Und was soll der Beamte denken, wenn er die parlamentarischen Vorgänge beurteilt? Sie haben eine Geschäftsordnung geschaffen, die ein Musterwerk und ein Meisterwerk ist, für den Zweck, jede Obstruktion der Opposition zu bekämpfen. Das haben Sie vortrefflich gemacht. Sie haben aber leider an eines vergessen, und das ist die Bekämpfung der Obstruktion durch die Majorität oder durch eine Majoritätspartei. Wir haben jetzt seit mehreren Wochen, eine Reihe von Handelsverträgen auf der Tagesordnung.
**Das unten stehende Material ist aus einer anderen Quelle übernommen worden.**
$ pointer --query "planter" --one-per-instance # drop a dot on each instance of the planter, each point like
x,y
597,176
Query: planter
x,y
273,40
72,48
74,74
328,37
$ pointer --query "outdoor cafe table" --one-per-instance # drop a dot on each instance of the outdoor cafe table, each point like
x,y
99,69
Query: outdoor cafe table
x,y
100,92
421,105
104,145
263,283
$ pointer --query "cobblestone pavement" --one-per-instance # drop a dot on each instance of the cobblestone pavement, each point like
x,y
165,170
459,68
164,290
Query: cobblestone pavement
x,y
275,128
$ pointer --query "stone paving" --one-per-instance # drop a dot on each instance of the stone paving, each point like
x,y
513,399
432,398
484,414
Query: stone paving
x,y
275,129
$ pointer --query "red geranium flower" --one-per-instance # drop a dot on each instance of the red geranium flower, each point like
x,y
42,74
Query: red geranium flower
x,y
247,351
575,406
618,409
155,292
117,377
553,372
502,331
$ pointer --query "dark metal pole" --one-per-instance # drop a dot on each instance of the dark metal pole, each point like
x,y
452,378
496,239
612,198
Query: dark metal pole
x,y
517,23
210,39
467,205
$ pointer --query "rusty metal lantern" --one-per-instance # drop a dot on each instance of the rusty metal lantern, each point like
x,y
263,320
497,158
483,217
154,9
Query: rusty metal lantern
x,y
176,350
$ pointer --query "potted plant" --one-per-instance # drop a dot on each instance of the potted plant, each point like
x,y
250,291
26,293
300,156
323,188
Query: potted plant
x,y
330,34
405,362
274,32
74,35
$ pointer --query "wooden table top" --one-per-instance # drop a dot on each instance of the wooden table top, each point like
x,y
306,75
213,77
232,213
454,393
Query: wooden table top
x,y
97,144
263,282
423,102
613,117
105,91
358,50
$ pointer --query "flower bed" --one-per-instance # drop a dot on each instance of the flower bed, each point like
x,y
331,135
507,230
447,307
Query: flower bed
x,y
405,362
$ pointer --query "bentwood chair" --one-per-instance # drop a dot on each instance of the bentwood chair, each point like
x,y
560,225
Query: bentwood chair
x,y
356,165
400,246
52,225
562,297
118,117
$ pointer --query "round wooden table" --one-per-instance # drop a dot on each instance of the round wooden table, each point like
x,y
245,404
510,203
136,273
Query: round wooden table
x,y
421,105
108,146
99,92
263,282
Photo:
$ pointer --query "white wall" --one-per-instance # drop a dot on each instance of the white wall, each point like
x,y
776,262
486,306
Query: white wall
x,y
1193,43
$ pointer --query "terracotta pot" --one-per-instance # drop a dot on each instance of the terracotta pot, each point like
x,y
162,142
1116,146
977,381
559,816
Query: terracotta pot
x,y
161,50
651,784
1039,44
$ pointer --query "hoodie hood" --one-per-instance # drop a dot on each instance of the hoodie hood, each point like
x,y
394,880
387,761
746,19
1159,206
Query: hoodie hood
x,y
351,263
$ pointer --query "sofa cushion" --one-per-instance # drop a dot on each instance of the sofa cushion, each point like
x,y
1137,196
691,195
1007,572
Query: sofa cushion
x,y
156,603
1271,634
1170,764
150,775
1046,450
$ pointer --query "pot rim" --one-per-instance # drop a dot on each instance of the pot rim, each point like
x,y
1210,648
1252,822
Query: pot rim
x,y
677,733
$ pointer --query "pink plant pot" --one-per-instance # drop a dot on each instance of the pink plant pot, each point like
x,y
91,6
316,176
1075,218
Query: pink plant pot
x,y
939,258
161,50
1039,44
Ich glaube, diese ziemlich wichtige Materie der staatlichen Gesetzgebung wird nicht von der Opposition sabotiert, sondern von einer Partei der Mehrheit. Ja, Sie legen uns den Gedanken nahe, daß es in diesem Staate notwendig ist, in die Regierung zu kommen, um besser obstruieren zu können. (Posl. Koudelka: Proè pak by pan ministerský pøedseda nemohl obstruovati?) Er macht es ja auch. Sie sehen, meine verehrten Damen und Herren, daß auf diese Weise, daß durch diese Erscheinungen die ganze Atmosphäre des politischen Lebens vergiftet wird und daß die Bestechlichkeit oder Beeinflußbarkeit der Beamten nur eine Konsequenz und Teilerscheinung dieser Athmosphäre des politischen Lebens ist.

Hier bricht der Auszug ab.